The telecast also signals an escalation of the campaign for the rule change by Christian conservatives who see the current court battle as the climax of a 30-year culture war, a chance to reverse decades of legal decisions about abortion, religion in public life, gay rights and marriage.

"As the liberal, anti-Christian dogma of the left has been repudiated in almost every recent election, the courts have become the last great bastion for liberalism," Tony Perkins, president of the Family Research Council and organizer of the telecast, wrote in a message on the group's Web site. "For years activist courts, aided by liberal interest groups like the A.C.L.U., have been quietly working under the veil of the judiciary, like thieves in the night, to rob us of our Christian heritage and our religious freedoms."

Democrats accused Dr. Frist of exploiting religious faith for political ends by joining the telecast. "No party has a monopoly on faith, and for Senator Frist to participate in this kind of telecast just throws more oil on the partisan flames," said Senator Charles E. Schumer, Democrat of New York.

But Mr. Perkins stood by the characterization of Democrats as hostile to faith. "What they have done is, they have targeted people for reasons of their faith or moral position," he said, referring to Democratic criticisms of nominees over their views of cases about abortion rights or public religious expressions.

"The issue of the judiciary is really something that has been veiled by this 'judicial mystique' so our folks don't really understand it, but they are beginning to connect the dots," Mr. Perkins said in an interview, reciting a string of court decisions about prayer or displays of religion.

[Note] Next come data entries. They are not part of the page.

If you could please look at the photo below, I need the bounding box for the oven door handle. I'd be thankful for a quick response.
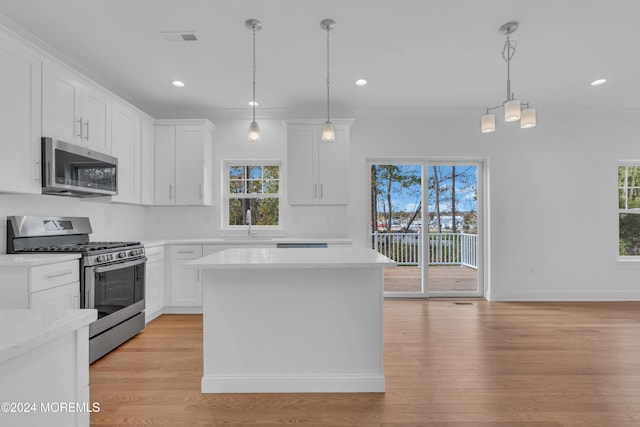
[93,257,147,273]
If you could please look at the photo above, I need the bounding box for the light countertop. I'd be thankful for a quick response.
[141,235,353,247]
[185,247,396,269]
[0,253,80,267]
[0,309,98,363]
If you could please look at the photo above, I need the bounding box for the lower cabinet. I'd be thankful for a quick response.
[0,259,80,309]
[165,245,202,313]
[144,246,165,323]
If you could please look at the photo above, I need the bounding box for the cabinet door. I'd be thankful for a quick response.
[318,127,349,205]
[154,126,176,205]
[144,261,164,321]
[0,34,42,193]
[111,103,140,203]
[176,126,204,205]
[29,282,80,310]
[42,63,82,144]
[140,117,155,205]
[287,126,319,205]
[171,260,202,307]
[171,245,202,307]
[82,86,112,154]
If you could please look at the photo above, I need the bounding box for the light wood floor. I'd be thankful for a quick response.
[90,300,640,427]
[384,265,478,292]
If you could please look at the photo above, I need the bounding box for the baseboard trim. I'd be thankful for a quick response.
[201,374,385,393]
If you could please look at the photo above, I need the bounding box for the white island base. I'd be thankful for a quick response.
[191,248,395,393]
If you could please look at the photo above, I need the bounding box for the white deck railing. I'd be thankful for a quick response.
[371,232,478,268]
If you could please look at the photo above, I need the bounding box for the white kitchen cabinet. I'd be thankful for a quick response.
[42,62,112,154]
[286,120,352,205]
[0,310,95,427]
[155,120,214,206]
[0,255,80,309]
[111,102,142,204]
[140,116,155,205]
[0,31,42,193]
[144,246,165,323]
[169,245,202,310]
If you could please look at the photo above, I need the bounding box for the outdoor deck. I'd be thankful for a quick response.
[384,265,478,292]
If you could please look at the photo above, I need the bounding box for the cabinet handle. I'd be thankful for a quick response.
[47,270,73,279]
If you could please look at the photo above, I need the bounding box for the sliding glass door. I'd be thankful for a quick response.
[370,160,483,298]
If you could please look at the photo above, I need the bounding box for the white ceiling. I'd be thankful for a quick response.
[0,0,640,120]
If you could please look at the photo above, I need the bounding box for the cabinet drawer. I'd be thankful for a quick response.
[171,245,202,259]
[144,246,164,263]
[29,282,80,310]
[29,260,80,292]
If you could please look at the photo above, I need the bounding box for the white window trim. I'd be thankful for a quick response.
[616,160,640,263]
[220,159,284,234]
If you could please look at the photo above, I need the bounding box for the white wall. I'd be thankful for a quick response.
[0,112,640,300]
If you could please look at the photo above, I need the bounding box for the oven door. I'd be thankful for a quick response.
[84,257,147,336]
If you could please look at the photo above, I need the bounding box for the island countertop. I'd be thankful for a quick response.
[186,247,396,269]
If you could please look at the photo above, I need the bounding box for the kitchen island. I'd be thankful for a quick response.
[187,247,395,393]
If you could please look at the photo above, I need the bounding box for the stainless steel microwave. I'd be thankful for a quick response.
[42,137,118,197]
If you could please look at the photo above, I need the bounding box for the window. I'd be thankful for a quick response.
[618,162,640,256]
[225,161,280,228]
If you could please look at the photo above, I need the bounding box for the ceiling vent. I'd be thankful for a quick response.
[161,31,198,42]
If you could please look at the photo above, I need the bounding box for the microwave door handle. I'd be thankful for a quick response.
[93,257,147,274]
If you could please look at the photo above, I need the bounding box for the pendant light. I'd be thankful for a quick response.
[481,21,536,133]
[244,19,262,142]
[320,19,336,142]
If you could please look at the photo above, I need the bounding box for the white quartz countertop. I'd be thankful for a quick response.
[186,247,396,269]
[0,309,98,363]
[141,235,353,247]
[0,253,80,267]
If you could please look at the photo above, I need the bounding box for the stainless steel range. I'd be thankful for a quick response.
[7,216,147,363]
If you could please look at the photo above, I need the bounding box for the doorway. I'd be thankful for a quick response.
[369,159,484,298]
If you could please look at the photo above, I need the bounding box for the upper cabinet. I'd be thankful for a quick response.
[111,102,142,204]
[154,120,214,206]
[140,116,155,205]
[0,34,42,193]
[42,63,112,154]
[285,120,353,205]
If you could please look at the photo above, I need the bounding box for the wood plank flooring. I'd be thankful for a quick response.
[90,300,640,427]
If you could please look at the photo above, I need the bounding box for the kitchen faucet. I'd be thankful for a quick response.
[245,209,251,238]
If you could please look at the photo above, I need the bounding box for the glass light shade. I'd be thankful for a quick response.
[481,114,496,133]
[504,99,520,122]
[322,120,336,142]
[249,121,260,142]
[520,108,536,129]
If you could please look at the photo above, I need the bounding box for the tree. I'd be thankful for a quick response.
[371,165,421,232]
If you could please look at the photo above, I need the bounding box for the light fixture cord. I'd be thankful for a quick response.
[327,26,331,122]
[502,32,516,101]
[251,25,256,122]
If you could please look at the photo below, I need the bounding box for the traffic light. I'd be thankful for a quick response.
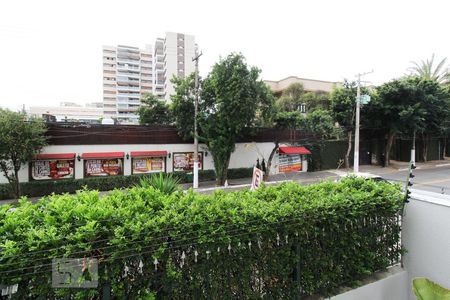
[405,162,416,203]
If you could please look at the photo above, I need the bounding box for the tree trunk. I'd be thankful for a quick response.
[264,141,280,181]
[344,131,352,169]
[216,154,231,186]
[384,132,395,167]
[422,133,428,162]
[439,136,447,159]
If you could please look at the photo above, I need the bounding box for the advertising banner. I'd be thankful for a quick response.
[31,160,75,180]
[173,152,203,171]
[250,167,264,191]
[278,154,302,173]
[84,158,123,177]
[132,157,164,174]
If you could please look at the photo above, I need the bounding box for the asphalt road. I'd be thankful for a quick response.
[371,166,450,195]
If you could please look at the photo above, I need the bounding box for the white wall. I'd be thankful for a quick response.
[330,270,408,300]
[402,190,450,299]
[0,143,278,183]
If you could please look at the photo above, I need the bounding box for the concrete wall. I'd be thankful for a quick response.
[0,143,306,183]
[330,268,408,300]
[402,190,450,299]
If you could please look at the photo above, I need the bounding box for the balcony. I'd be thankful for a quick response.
[117,85,140,93]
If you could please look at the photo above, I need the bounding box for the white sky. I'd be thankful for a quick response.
[0,0,450,109]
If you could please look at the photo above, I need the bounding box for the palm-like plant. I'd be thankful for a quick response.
[408,53,450,84]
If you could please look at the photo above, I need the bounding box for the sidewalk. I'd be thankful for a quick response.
[390,157,450,171]
[0,170,337,205]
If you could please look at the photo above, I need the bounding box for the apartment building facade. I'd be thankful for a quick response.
[103,45,153,123]
[103,32,197,124]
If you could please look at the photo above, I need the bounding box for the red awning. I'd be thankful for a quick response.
[130,151,167,157]
[81,152,125,159]
[36,153,75,159]
[280,147,311,154]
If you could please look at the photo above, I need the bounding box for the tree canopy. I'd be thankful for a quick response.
[0,108,47,198]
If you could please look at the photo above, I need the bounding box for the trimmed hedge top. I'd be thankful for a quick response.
[0,178,403,299]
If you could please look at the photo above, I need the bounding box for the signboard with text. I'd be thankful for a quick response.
[132,157,165,174]
[173,152,203,172]
[84,158,123,177]
[250,167,264,191]
[31,159,75,180]
[278,154,302,173]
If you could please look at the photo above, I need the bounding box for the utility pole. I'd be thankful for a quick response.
[192,52,203,189]
[353,70,373,173]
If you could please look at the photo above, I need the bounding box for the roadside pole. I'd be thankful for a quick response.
[192,52,203,189]
[353,70,373,173]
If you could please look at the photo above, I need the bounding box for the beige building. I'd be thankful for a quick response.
[264,76,339,96]
[103,45,153,123]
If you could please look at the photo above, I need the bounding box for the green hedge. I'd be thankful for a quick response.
[0,178,403,299]
[0,168,252,200]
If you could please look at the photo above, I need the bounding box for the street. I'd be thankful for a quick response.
[361,164,450,194]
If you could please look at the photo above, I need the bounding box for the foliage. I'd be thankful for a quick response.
[199,54,273,185]
[367,76,450,165]
[0,108,46,198]
[276,83,330,112]
[413,278,450,300]
[276,83,305,112]
[274,111,305,129]
[0,178,403,299]
[170,73,196,140]
[138,93,172,126]
[408,53,450,84]
[139,172,180,194]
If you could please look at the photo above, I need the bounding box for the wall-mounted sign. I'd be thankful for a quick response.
[250,167,264,191]
[278,153,302,173]
[131,157,165,174]
[173,152,203,171]
[31,159,75,180]
[84,158,123,177]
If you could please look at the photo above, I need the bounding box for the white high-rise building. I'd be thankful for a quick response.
[164,32,197,101]
[103,45,153,123]
[103,32,197,123]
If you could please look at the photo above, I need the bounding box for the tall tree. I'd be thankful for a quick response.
[138,93,172,125]
[199,53,274,185]
[330,81,356,168]
[0,109,46,198]
[276,83,305,112]
[409,53,450,84]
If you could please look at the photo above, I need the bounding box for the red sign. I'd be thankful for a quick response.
[31,159,75,180]
[84,158,123,177]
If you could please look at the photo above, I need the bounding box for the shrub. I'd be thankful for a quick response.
[138,173,180,195]
[0,178,403,299]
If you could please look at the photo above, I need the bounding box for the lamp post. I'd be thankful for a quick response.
[353,70,373,173]
[192,52,203,189]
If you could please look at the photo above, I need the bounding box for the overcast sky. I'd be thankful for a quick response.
[0,0,450,109]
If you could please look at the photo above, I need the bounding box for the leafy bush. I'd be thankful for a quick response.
[0,178,403,299]
[138,173,180,195]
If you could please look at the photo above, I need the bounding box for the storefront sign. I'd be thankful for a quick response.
[278,153,302,173]
[173,152,203,171]
[250,167,264,191]
[31,160,75,180]
[132,157,164,174]
[84,158,123,177]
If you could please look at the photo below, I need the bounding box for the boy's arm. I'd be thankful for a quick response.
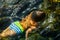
[25,26,36,40]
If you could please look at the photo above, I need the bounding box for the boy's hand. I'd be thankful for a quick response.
[25,26,36,40]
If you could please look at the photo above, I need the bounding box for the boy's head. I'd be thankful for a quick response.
[31,10,45,22]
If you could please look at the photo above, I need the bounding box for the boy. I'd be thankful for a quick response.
[0,10,45,40]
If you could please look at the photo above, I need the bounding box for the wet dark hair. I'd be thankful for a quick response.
[31,10,45,22]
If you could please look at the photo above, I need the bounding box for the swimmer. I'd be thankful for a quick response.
[0,10,45,40]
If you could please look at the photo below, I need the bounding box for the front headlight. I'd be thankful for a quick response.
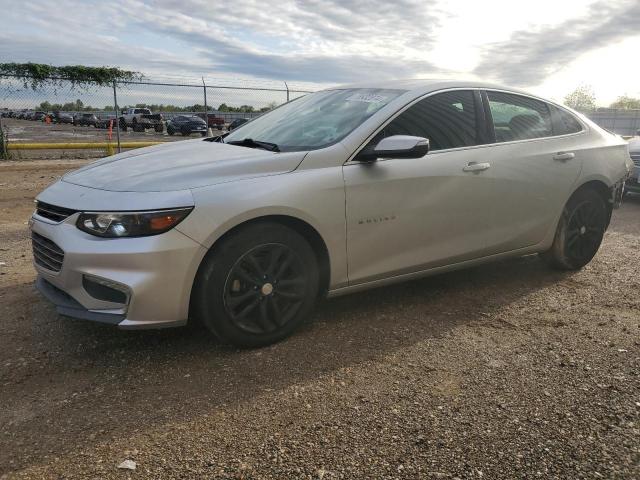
[76,207,193,238]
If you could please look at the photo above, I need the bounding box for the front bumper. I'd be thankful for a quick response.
[30,213,206,328]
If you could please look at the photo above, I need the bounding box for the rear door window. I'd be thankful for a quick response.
[487,91,553,143]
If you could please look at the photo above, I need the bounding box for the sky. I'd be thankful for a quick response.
[0,0,640,106]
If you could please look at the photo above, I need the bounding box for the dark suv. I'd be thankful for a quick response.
[73,113,98,127]
[167,115,207,137]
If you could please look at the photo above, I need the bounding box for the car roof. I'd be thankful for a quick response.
[327,78,536,96]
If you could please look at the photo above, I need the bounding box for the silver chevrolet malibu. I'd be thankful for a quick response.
[30,80,633,346]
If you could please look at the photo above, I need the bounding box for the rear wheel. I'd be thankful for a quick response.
[546,189,608,270]
[192,223,319,347]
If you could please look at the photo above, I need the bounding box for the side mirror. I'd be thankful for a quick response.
[356,135,429,162]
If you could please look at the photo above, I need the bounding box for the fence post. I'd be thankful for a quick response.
[0,112,9,160]
[202,77,213,137]
[113,80,121,153]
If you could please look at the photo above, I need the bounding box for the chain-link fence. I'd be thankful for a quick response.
[0,75,311,158]
[588,108,640,136]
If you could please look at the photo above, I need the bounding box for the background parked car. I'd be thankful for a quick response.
[202,113,224,130]
[52,112,73,123]
[73,113,98,127]
[167,115,207,137]
[31,111,47,122]
[229,118,249,131]
[119,108,164,133]
[625,130,640,193]
[93,115,117,128]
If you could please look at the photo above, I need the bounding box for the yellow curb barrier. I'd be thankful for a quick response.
[7,142,169,150]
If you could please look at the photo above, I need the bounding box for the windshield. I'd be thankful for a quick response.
[224,88,404,152]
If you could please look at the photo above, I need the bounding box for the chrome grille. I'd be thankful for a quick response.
[31,232,64,272]
[36,202,77,223]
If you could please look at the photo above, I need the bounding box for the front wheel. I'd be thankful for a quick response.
[191,222,319,347]
[545,189,608,270]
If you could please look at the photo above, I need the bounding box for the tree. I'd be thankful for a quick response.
[0,62,143,90]
[609,95,640,110]
[564,85,596,112]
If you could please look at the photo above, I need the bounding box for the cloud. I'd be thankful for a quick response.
[474,0,640,86]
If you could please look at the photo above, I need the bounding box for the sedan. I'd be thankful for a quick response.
[167,115,207,137]
[228,118,249,131]
[30,80,633,347]
[73,113,98,127]
[53,112,73,123]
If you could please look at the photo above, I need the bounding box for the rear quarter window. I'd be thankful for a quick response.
[549,105,582,135]
[487,91,553,143]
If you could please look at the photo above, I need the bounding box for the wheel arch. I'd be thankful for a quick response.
[567,179,613,227]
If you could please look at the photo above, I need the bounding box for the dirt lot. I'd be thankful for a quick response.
[0,161,640,479]
[2,118,210,160]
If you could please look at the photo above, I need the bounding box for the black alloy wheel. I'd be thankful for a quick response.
[191,221,319,347]
[545,188,611,270]
[565,201,605,262]
[224,243,306,334]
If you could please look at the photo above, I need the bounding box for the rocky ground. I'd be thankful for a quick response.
[0,161,640,479]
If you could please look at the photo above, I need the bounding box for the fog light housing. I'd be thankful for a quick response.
[82,275,130,305]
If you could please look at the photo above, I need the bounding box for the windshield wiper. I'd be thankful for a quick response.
[224,138,280,152]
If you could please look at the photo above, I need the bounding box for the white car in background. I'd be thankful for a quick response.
[31,80,633,346]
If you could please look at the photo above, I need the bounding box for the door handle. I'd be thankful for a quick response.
[553,152,576,162]
[462,162,491,172]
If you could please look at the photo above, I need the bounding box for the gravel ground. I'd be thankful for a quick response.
[0,161,640,480]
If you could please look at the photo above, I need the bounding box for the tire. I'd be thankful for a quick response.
[544,188,609,270]
[191,222,319,347]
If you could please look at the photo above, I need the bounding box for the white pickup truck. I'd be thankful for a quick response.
[119,108,164,132]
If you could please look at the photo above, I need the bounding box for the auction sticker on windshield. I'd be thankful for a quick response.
[346,93,389,103]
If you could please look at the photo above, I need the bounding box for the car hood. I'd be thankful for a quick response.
[62,139,306,192]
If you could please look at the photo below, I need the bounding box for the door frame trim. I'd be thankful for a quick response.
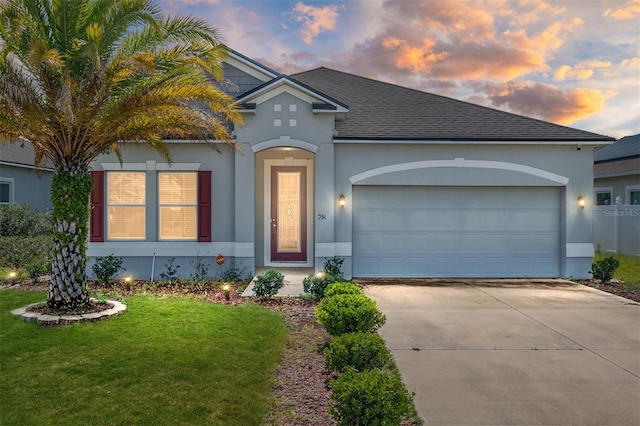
[263,157,315,267]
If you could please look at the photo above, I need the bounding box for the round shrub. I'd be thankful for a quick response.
[329,369,413,426]
[324,333,391,372]
[302,274,340,299]
[316,294,387,336]
[324,282,364,297]
[589,256,620,283]
[253,269,284,298]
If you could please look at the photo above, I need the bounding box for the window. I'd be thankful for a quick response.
[625,185,640,206]
[107,172,145,240]
[594,188,612,206]
[0,178,13,204]
[89,169,212,243]
[158,172,198,240]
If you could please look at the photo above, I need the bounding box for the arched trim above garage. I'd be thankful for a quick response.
[349,158,569,186]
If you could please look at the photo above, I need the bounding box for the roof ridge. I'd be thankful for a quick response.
[292,66,615,141]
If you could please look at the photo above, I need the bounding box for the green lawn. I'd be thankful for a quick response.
[593,253,640,288]
[0,290,286,425]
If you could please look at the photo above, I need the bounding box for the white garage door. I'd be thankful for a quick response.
[353,186,560,277]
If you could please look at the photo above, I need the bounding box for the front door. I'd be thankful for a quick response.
[271,166,307,262]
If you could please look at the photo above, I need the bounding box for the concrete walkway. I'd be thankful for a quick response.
[366,280,640,426]
[242,267,314,297]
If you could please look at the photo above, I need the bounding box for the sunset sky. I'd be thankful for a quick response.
[160,0,640,138]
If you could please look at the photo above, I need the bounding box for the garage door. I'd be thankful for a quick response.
[353,186,560,277]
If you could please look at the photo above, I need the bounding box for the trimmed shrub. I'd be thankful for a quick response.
[329,369,413,426]
[253,269,284,298]
[0,235,53,275]
[322,256,344,280]
[315,294,387,336]
[324,333,391,372]
[302,274,340,299]
[324,282,364,297]
[589,256,620,283]
[91,254,126,284]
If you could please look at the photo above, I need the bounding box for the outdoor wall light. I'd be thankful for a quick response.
[578,195,587,210]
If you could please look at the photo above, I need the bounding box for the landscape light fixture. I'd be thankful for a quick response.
[578,195,587,210]
[222,284,231,300]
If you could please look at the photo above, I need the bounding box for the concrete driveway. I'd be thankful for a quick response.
[366,280,640,426]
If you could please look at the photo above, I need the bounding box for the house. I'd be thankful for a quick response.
[593,134,640,206]
[593,134,640,256]
[0,141,53,212]
[88,52,613,278]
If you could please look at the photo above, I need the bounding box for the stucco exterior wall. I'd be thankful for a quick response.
[593,171,640,204]
[0,164,53,212]
[87,142,240,279]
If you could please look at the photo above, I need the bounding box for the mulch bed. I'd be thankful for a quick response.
[5,280,640,426]
[578,280,640,303]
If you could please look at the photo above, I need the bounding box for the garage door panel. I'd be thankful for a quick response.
[353,186,560,277]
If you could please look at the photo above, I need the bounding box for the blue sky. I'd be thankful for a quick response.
[159,0,640,137]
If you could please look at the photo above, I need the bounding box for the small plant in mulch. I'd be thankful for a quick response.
[589,256,620,284]
[91,254,126,284]
[253,268,284,299]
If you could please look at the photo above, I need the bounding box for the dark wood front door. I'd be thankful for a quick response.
[270,166,307,262]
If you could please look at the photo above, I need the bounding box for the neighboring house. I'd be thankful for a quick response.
[88,52,613,279]
[593,134,640,206]
[593,134,640,256]
[0,141,53,212]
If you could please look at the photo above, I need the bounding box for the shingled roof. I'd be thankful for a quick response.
[292,67,614,142]
[593,133,640,163]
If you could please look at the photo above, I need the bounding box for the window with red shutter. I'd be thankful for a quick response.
[89,171,104,243]
[198,170,211,242]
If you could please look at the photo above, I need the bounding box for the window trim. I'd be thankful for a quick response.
[593,186,615,206]
[104,170,147,241]
[0,177,16,204]
[156,170,198,241]
[624,185,640,205]
[89,169,213,245]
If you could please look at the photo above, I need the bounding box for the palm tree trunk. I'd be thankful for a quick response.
[47,165,93,309]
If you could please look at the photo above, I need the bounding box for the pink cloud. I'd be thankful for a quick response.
[602,0,640,21]
[293,2,340,44]
[486,82,615,124]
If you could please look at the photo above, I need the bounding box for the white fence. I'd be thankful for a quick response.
[593,204,640,256]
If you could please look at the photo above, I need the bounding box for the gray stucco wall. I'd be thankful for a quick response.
[87,142,241,279]
[593,171,640,204]
[0,164,53,212]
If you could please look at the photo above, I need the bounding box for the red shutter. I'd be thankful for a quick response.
[89,171,104,243]
[198,170,211,243]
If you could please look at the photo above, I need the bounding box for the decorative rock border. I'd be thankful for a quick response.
[11,298,127,326]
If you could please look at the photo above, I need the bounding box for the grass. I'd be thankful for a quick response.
[0,290,286,425]
[593,252,640,288]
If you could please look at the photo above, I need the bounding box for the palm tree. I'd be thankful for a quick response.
[0,0,242,308]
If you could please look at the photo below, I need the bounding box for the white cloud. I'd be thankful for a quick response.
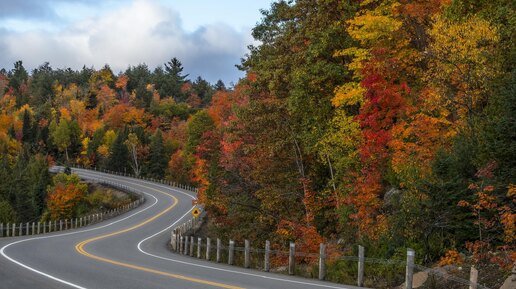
[0,1,252,82]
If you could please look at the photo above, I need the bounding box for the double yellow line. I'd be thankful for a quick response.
[75,179,244,289]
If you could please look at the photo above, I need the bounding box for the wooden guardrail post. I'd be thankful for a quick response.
[469,266,478,289]
[197,237,202,259]
[206,238,211,261]
[244,240,251,268]
[190,236,195,257]
[288,242,296,275]
[357,245,365,287]
[184,236,190,255]
[170,230,177,251]
[216,238,221,263]
[263,240,271,272]
[319,243,326,280]
[228,240,235,265]
[405,249,415,289]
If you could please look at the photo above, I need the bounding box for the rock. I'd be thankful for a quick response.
[412,271,428,288]
[396,271,428,289]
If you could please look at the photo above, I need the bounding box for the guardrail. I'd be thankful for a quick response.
[170,212,489,289]
[74,166,199,193]
[0,180,145,237]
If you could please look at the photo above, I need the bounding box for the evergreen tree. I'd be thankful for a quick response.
[9,60,29,107]
[22,110,34,143]
[147,129,168,179]
[192,76,213,106]
[108,131,129,172]
[158,57,188,102]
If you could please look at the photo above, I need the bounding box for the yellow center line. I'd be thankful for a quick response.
[75,179,244,289]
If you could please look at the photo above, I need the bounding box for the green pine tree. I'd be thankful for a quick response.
[147,129,168,179]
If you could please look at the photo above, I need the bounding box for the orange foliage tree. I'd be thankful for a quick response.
[47,174,88,220]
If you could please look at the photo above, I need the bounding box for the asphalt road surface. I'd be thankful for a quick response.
[0,169,358,289]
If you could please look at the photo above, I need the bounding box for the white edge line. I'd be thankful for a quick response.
[137,201,350,289]
[0,169,161,289]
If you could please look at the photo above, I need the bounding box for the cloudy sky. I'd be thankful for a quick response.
[0,0,272,83]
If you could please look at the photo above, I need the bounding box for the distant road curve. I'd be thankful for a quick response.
[0,169,358,289]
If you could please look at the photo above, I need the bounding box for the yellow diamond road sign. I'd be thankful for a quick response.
[192,208,201,218]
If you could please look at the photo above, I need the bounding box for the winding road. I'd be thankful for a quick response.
[0,169,358,289]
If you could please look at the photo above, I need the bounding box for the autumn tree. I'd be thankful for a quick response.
[146,129,168,179]
[47,174,87,220]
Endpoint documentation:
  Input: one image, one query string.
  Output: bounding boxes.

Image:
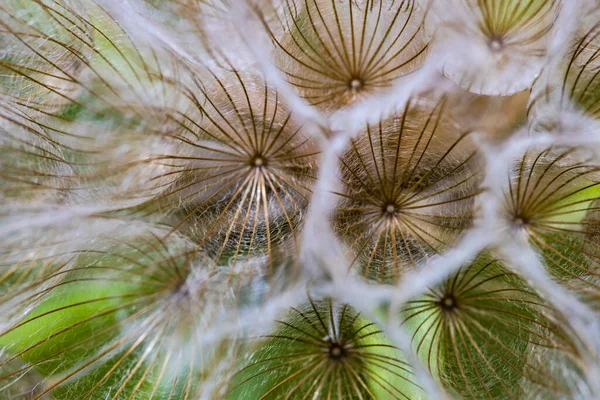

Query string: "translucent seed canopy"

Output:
[228,300,424,400]
[149,71,319,263]
[267,0,428,112]
[505,148,600,307]
[431,0,560,95]
[402,255,581,399]
[334,99,480,282]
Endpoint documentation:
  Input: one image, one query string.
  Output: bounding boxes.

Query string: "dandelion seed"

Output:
[0,235,246,399]
[505,148,600,307]
[265,0,428,112]
[140,71,319,270]
[334,96,479,282]
[403,256,581,398]
[230,299,423,399]
[432,0,559,95]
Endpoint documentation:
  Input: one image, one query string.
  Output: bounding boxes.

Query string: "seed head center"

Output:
[440,294,457,310]
[349,78,364,93]
[488,37,504,53]
[252,156,265,168]
[383,204,398,218]
[329,343,344,361]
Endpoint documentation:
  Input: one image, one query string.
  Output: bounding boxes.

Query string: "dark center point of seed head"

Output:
[329,343,345,361]
[250,156,266,168]
[488,36,504,53]
[440,294,458,310]
[383,204,398,217]
[348,78,364,93]
[513,216,529,228]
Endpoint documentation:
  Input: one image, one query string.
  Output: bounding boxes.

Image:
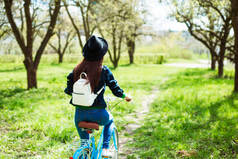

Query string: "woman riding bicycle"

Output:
[65,36,131,156]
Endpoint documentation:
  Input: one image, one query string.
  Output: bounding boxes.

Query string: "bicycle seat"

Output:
[78,121,99,130]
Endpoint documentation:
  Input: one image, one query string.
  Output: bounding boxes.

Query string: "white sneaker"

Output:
[102,149,112,158]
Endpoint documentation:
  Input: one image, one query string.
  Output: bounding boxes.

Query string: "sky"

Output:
[144,0,187,31]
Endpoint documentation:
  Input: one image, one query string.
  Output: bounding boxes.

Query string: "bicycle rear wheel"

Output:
[73,147,92,159]
[109,128,119,159]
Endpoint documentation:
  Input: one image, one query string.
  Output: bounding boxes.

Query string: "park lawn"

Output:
[128,69,238,159]
[0,63,181,158]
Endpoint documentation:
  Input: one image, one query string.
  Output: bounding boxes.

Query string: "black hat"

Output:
[83,35,108,61]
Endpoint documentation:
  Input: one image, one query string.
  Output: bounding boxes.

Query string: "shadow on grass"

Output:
[0,87,26,109]
[131,69,238,159]
[0,67,24,72]
[160,69,232,90]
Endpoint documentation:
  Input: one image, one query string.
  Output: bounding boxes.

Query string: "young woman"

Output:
[65,36,131,155]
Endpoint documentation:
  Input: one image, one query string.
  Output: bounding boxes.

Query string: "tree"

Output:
[0,2,11,39]
[64,0,96,48]
[49,9,75,63]
[4,0,61,89]
[231,0,238,92]
[126,0,144,64]
[198,0,232,77]
[95,0,134,68]
[173,0,231,77]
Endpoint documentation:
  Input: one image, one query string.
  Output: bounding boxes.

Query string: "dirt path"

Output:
[119,89,159,159]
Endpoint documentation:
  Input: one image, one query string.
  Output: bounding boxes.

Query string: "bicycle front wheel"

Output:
[73,147,92,159]
[109,128,119,159]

"They were all brought about by the courts," he said.

Democrats, for their part, are already stepping up their efforts to link Dr. Frist and the rule change with conservatives statements about unaccountable judges hostile to faith.

On Thursday, Mr. Schumer released an open letter calling on Dr. Frist to denounce such attacks. "The last thing we need is inflammatory rhetoric which on its face encourages violence against judges," he wrote.